La classe ouvrière doit se préparer à l’affrontement inévitable avec Sarkozy et son gouvernement en tirant les leçons de la faillite du Parti socialiste et de ses alliés. Elle devra mener la lutte contre Sarkozy sur la base d’un programme socialiste international qui part de l’incompatibilité des rapports capitalistes existants avec les besoins et les aspirations élémentaires de la population laborieuse. Les travailleurs ont besoin à cette fin d’un parti nouveau et indépendant.

Les partis d’« extrême gauche », la LCR et Lutte ouvrière, cherchent systématiquement à empêcher un tel développement. Ces organisations ont appelé à voter Royal au second tour et ont à présent réagi à leur défaite en opportunistes effrayés.
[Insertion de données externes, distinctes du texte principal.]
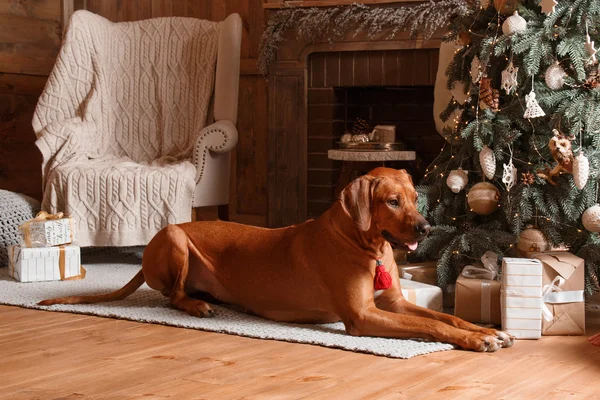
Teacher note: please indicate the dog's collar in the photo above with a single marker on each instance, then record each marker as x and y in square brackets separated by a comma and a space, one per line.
[383, 279]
Toutes deux agissent comme si rien d’important ne s’était passé, refusant de dresser un bilan politique des élections et en retournant à leur routine quotidienne.

Dans sa déclaration sur le résultat des élections, Arlette Laguiller de Lutte ouvrière déclare avec insouciance, « les classes populaires vont donc subir la présidence de Nicolas Sarkozy pendant les cinq prochaines années et un ou plusieurs gouvernements dont la politique sociale sera dans le droit fil de celle des gouvernements que nous connaissions depuis cinq ans ». Elle n’ose même pas remettre en question la légitimité d’une présidence qui ne s’explique que par la faillite de la gauche officielle.

Elle appelle ses partisans à « ne pas baisser la tête » et les réconforte avec la pensée que « même si Ségolène Royal avait été élue, nous aurions dû entrer en lutte pour que les choses changent ne serait-ce qu’un peu pour nous. Avec Nicolas Sarkozy, il en ira de même et les luttes devront être les mêmes. »

Le soir de l’élection, Olivier Besancenot (LCR) a appelé à « un front unitaire de toutes les forces sociales et démocratiques. » Une telle alliance qui n’est autre que le pacte de la LCR avec le Parti communiste, les syndicats et d’autres appuis sûrs de l’ordre bourgeois, saboterait au nom de l’unité toute lutte contre Sarkozy et son gouvernement. Toute confrontation sérieuse se développerait inévitablement en une lutte pour le pouvoir et une telle lutte est fermement rejetée à la fois par LO, la LCR et les bureaucraties syndicales qu’elles soutiennent.